On another note it looks like the number that’s included in the new naming scheme indicates FP32 performance. Therefore the MI25 is supposed to score 25 TFLOPs, the MI8 does 8.2 TFLOPs and the MI6 reaches 5.7 TFLOPs. Compared to Fiji this would mean that compute power has been tripled, which does sound rather unlikely. Therefore it could be that AMD is using a feature that allows to perform two FP16 calculations at the same time using an FP32 ALU. So only the GP100 GPU from NVIDIA is capable of this.
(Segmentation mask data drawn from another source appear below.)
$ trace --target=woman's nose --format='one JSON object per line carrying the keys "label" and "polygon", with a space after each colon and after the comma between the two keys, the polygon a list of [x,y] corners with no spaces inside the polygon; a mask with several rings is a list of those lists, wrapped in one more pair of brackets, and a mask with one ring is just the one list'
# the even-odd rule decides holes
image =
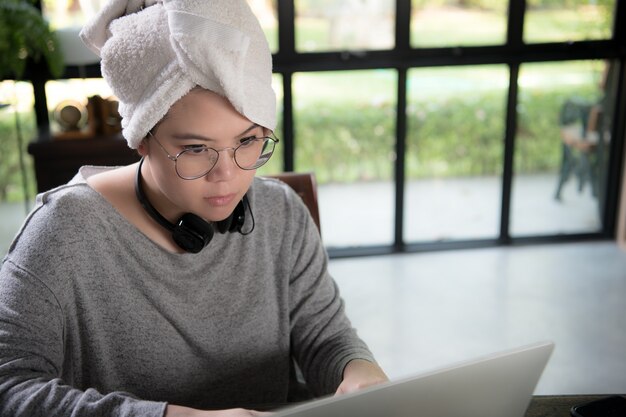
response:
{"label": "woman's nose", "polygon": [[239,169],[235,163],[234,149],[226,148],[218,151],[219,157],[215,166],[207,174],[207,179],[211,181],[227,180],[232,178],[235,170]]}

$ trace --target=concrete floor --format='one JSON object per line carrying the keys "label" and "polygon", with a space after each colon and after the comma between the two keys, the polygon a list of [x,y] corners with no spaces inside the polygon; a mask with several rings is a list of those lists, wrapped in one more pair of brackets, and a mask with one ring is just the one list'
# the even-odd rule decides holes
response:
{"label": "concrete floor", "polygon": [[[598,202],[571,180],[554,199],[556,174],[516,176],[511,196],[514,237],[589,233],[601,229]],[[324,243],[328,247],[393,242],[392,182],[324,184],[318,187]],[[496,238],[502,182],[498,177],[409,181],[405,188],[407,243]]]}
{"label": "concrete floor", "polygon": [[330,271],[392,378],[552,340],[538,394],[626,393],[626,253],[612,242],[336,259]]}

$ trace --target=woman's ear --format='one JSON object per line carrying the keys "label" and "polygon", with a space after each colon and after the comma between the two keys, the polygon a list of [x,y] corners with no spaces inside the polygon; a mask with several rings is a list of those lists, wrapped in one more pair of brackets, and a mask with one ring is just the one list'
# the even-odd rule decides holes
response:
{"label": "woman's ear", "polygon": [[139,143],[139,146],[137,146],[137,153],[139,154],[139,156],[146,156],[148,155],[148,138],[145,137],[141,140],[141,142]]}

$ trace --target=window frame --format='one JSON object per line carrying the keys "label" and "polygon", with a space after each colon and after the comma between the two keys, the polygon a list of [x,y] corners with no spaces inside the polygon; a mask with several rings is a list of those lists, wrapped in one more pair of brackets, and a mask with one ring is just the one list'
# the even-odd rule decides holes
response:
{"label": "window frame", "polygon": [[[607,40],[533,43],[523,42],[526,2],[510,0],[507,18],[506,42],[494,46],[460,46],[437,48],[413,48],[410,44],[411,0],[396,0],[395,46],[389,50],[298,52],[295,48],[294,0],[277,1],[278,51],[273,54],[274,72],[281,74],[283,83],[283,167],[285,171],[297,171],[294,165],[294,118],[292,76],[296,72],[394,69],[397,71],[397,106],[394,168],[395,221],[392,245],[329,248],[331,257],[380,255],[398,252],[416,252],[459,248],[491,247],[512,244],[580,241],[589,239],[614,239],[616,236],[621,168],[623,164],[625,118],[615,118],[610,144],[606,201],[602,215],[602,230],[594,233],[512,237],[509,232],[511,215],[511,184],[513,181],[513,152],[517,128],[517,97],[520,66],[531,62],[610,59],[618,63],[619,80],[614,113],[626,114],[626,2],[617,1],[614,16],[613,37]],[[407,71],[410,68],[504,64],[509,68],[510,80],[506,102],[504,154],[502,173],[502,200],[500,229],[495,239],[476,239],[451,242],[407,243],[403,236],[406,135],[407,135]],[[100,78],[99,65],[86,67],[69,66],[63,78]],[[25,80],[33,84],[35,115],[39,130],[38,140],[49,140],[49,120],[46,104],[45,83],[50,78],[41,64],[29,66]]]}

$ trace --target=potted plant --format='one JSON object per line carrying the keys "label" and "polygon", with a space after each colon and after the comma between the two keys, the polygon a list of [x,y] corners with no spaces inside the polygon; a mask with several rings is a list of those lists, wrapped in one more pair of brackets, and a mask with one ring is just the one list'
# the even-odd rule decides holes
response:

On yet another slide ti has been mentioned that there will be a High Bandwidth Cache as well as corresponding controller. Koduri didn’t comment on this, yet it’s already been officially confirmed that Vega is going to feature HBM2 memory. But what precisely the HBM cache is there for remains unclear. Apparently an HBM cache would not be as fast a L2 or a L1 cache. Regarding the HBM2 implementation one of the AMD employees unintentionally mentioned that the MI25 features 512 GB/s of bandwidth. This allows the conclusion that HBM2 is either going to be implemented using two or four stacks. Two stacks would allow for 8, 16, 32 or 64GB of VRAM, while with four stacks 16, 32, 64 or 128GB could be realized. Nevertheless 64GB (2 stacks) or 128GB (4 stacks) are unlikely, since there is no HBM2 memory available with the density that would be required for this purpose.